After two days and more than 20 presentations, Value Investing Congress co-founder Whitney Tilson wrapped up the conference with a stock pick of his own.
Tilson’s pick is a bearish one. He wants to short sell…
- Originally a student recruitment business that establishes and manages online charter schools, K12 has since “run amok”. The company is targeting students that are too at-risk, leading to dismal academic results.
- The stock is currently trading at 49 times trailing earnings.
- While revenue growth has been good, K12 doesn’t have many profits to show for it. EBITDA and net margins are also falling.
- Free cash flow has been up and down over the last 10 years.
- Former employees frequently talk about K12’s grow-at-any-cost mentality. When the company went public, its priorities seemed to shift from academics to growth. The company doesn’t appear to want to help kids.
- K12 spends well less than half what normal schools do on teachers. Classroom sizes are way too large – as many as 300 kids in one classroom!
- Student testing is not reliable since they are unsupervised with no protocol.

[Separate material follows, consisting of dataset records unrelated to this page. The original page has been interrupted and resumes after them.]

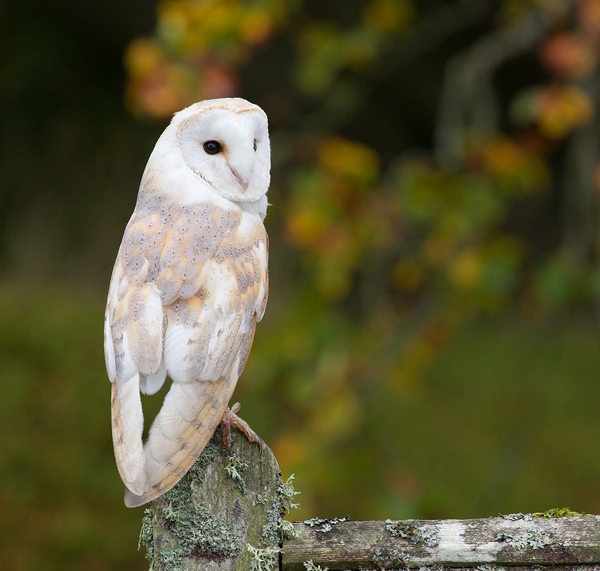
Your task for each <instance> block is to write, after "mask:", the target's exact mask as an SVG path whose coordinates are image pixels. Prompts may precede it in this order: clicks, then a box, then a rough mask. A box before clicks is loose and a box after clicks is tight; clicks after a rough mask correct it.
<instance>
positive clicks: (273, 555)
mask: <svg viewBox="0 0 600 571" xmlns="http://www.w3.org/2000/svg"><path fill="white" fill-rule="evenodd" d="M294 494H295V492H294V491H293V488H292V487H291V485H290V484H289V483H288V482H286V483H285V484H284V483H282V481H281V475H280V473H279V468H278V465H277V461H276V460H275V457H274V456H273V453H272V452H271V450H269V449H268V448H267V447H266V446H265V447H264V448H263V449H262V451H261V450H260V448H259V447H258V445H256V444H252V443H250V442H248V441H247V440H246V438H245V437H244V436H243V435H241V434H240V433H239V432H237V430H236V431H235V434H234V445H233V454H232V456H229V455H228V454H227V452H226V451H225V448H224V446H223V445H222V443H221V431H220V430H218V431H217V433H216V434H215V436H214V437H213V439H212V440H211V442H210V443H209V445H208V446H207V448H206V450H205V451H204V452H203V453H202V455H201V456H200V458H199V459H198V461H197V462H196V464H195V465H194V466H193V468H192V469H191V470H190V472H189V473H188V474H187V475H186V476H185V478H183V479H182V481H181V482H180V483H179V484H178V485H177V486H175V488H173V490H171V491H170V492H168V493H167V494H165V495H164V496H163V497H161V498H159V499H158V500H156V501H154V502H152V504H151V505H150V507H149V508H148V509H147V510H146V512H145V515H144V519H143V524H142V532H141V534H140V542H141V543H143V544H144V545H145V546H146V548H147V557H148V559H149V560H150V569H151V571H200V570H208V571H217V570H219V571H221V570H223V571H224V570H228V571H324V570H325V569H329V571H340V570H345V571H380V570H383V569H393V570H398V569H403V570H408V569H411V568H414V569H419V570H423V569H425V570H428V571H431V570H436V571H439V570H440V569H443V568H446V569H452V568H455V569H461V571H469V570H470V571H505V570H506V568H507V567H509V568H510V569H511V570H512V571H600V516H592V515H585V516H583V515H579V514H574V513H573V512H569V511H568V510H550V512H546V513H543V514H510V515H506V516H499V517H494V518H487V519H472V520H406V521H392V520H385V521H350V520H349V519H348V518H341V519H339V518H336V519H319V518H312V519H310V520H307V521H304V522H297V523H294V524H290V523H287V522H283V520H282V517H283V515H284V514H285V513H286V512H287V511H288V510H289V508H290V506H291V505H293V504H292V501H293V496H294ZM565 515H566V516H568V517H563V516H565ZM283 530H285V531H286V533H282V531H283Z"/></svg>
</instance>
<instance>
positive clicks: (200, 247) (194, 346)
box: [107, 203, 268, 392]
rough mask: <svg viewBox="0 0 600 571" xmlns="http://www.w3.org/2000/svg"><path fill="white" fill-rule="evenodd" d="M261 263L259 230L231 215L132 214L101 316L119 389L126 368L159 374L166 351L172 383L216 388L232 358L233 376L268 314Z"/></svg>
mask: <svg viewBox="0 0 600 571" xmlns="http://www.w3.org/2000/svg"><path fill="white" fill-rule="evenodd" d="M267 255H268V254H267V235H266V232H265V229H264V226H263V224H262V222H261V221H260V220H259V218H258V217H255V216H250V215H245V214H243V213H242V212H240V211H237V210H233V209H230V210H223V209H221V208H218V207H217V206H214V205H212V204H210V203H204V204H201V205H195V206H183V207H182V206H178V205H175V204H173V203H167V204H164V203H163V204H162V205H157V207H155V208H146V209H142V210H140V211H138V212H135V213H134V215H133V216H132V218H131V220H130V222H129V224H128V226H127V229H126V231H125V235H124V237H123V243H122V245H121V249H120V251H119V255H118V257H117V262H116V265H115V270H114V272H113V278H112V282H111V288H110V291H109V302H108V308H107V313H108V315H107V318H108V320H109V322H110V326H111V330H112V338H113V341H114V345H115V346H114V350H115V360H116V363H115V365H116V377H117V378H120V379H121V380H126V378H127V377H128V376H131V371H130V370H128V369H130V368H131V365H134V366H135V368H136V369H137V371H139V373H140V374H141V375H153V374H156V373H157V372H158V371H159V369H160V366H161V362H162V359H163V351H164V360H165V362H166V365H167V367H166V368H167V370H168V373H169V375H170V376H171V377H172V378H173V380H176V381H183V382H186V381H187V382H190V381H193V380H203V381H205V380H217V379H219V378H221V377H222V376H223V375H225V374H226V373H227V372H228V368H230V367H231V366H232V365H233V362H234V360H235V358H236V357H237V356H238V355H239V357H240V359H239V363H238V369H239V370H238V371H237V374H238V375H239V374H240V373H241V370H242V368H243V366H244V364H245V362H246V359H247V356H248V353H249V351H250V345H251V343H252V338H253V334H254V328H255V325H256V322H257V321H260V319H261V318H262V316H263V313H264V310H265V306H266V301H267V291H268V278H267ZM182 331H183V332H184V333H182ZM123 333H124V334H125V335H124V336H123ZM186 333H187V334H186ZM124 337H125V338H126V340H127V343H128V347H123V346H120V345H122V341H123V338H124ZM170 337H173V339H170ZM175 338H177V339H175ZM181 342H185V345H186V346H185V347H181ZM174 345H178V346H174ZM169 365H171V366H169ZM123 373H124V374H123ZM123 377H125V378H123ZM142 388H143V382H142ZM151 392H154V391H151Z"/></svg>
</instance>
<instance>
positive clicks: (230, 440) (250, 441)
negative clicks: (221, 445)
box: [221, 402, 266, 455]
mask: <svg viewBox="0 0 600 571" xmlns="http://www.w3.org/2000/svg"><path fill="white" fill-rule="evenodd" d="M241 408H242V405H241V404H240V403H239V402H236V403H235V404H234V405H233V406H232V407H231V408H229V407H227V409H226V410H225V413H224V414H223V418H221V430H222V431H223V444H224V445H225V448H227V452H228V453H229V454H230V455H231V444H232V443H231V425H232V424H233V425H234V426H237V428H238V429H239V430H240V431H241V432H243V433H244V434H245V435H246V438H247V439H248V440H249V441H250V442H256V444H258V445H259V446H260V451H261V452H262V449H263V446H266V445H265V443H264V442H263V440H262V438H261V437H260V436H258V434H256V432H254V430H252V429H251V428H250V425H249V424H248V423H247V422H246V421H245V420H244V419H242V418H240V417H239V416H238V415H237V413H238V412H239V411H240V409H241Z"/></svg>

Despite that, K12 is actively peddling its results to shareholders since its students’ results were mysteriously DOUBLE average national results.
- 29 of K12’s 36 schools failed to achieve a state rating.
- Higher dropout rates than most schools.
- Graduation rates at K12 are less than 50% at K12, compared to the national rate of 79%.
- “The entire business model is illegitimate,” Tilson says. K12 violates IRS rules by partnering with nonprofit schools and collecting all the profits in a way to circumvent 501(c)3 regulations of charter schools.
- The company NEEDS to shrink, not grow, in order to survive. Colorado already did it with some success.
- Growth is already slowing, and the stock will never warrant its PE of 50.